The indictments were among the catalysts for then-Senate majority leader Mitch McConnell (R-Ky.) sponsoring federal legislation last year that would implement anti-doping regulation of the sort the Jockey Club had been pushing for without success for several years. The Horseracing Integrity and Safety Act was included in a massive spending bill signed into law in December. Among other provisions, the law would make the U.S. Anti-Doping Agency the enforcement body for thoroughbred racing. If it survives challenges by lawsuits from horsemen’s groups, the law will go into effect by mid-2022.

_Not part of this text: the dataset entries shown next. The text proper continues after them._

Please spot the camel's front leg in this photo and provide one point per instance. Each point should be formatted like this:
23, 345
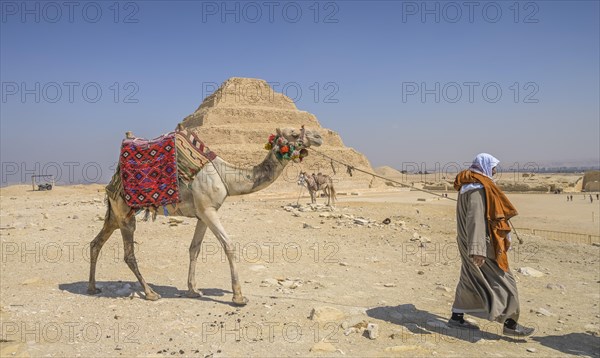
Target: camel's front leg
194, 250
210, 217
127, 231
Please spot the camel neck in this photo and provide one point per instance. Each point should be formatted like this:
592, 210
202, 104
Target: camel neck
240, 181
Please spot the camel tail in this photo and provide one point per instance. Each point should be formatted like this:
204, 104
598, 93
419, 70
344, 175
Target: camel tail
108, 208
332, 194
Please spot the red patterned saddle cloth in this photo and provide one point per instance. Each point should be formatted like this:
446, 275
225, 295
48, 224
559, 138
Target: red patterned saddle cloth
149, 171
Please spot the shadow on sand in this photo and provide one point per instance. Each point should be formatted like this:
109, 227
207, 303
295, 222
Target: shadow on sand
123, 289
420, 326
577, 344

Sunday’s news brought additional calls for a nationalizing of standards, including from Marty Irby, executive director at Animal Wellness Action. “The latest doping scandal in U.S. horse racing underscores the need for swift implementation of the Horseracing Integrity and Safety Act that will address inconsistencies in drug testing and create a uniform national standard of rules and regulations in the sport,” Irby said.
“I would like to be optimistic about our sport but today we are an embarrassment,” Graham Motion, trainer of 2011 Derby winner Animal Kingdom, said on Twitter. “Perhaps we have to hit rock bottom before things get better but we only have ourselves and the leaders of our sport to blame. For anyone that loves the sport as much as I do it’s a sad day.”
Gus Garcia-Roberts contributed to this report.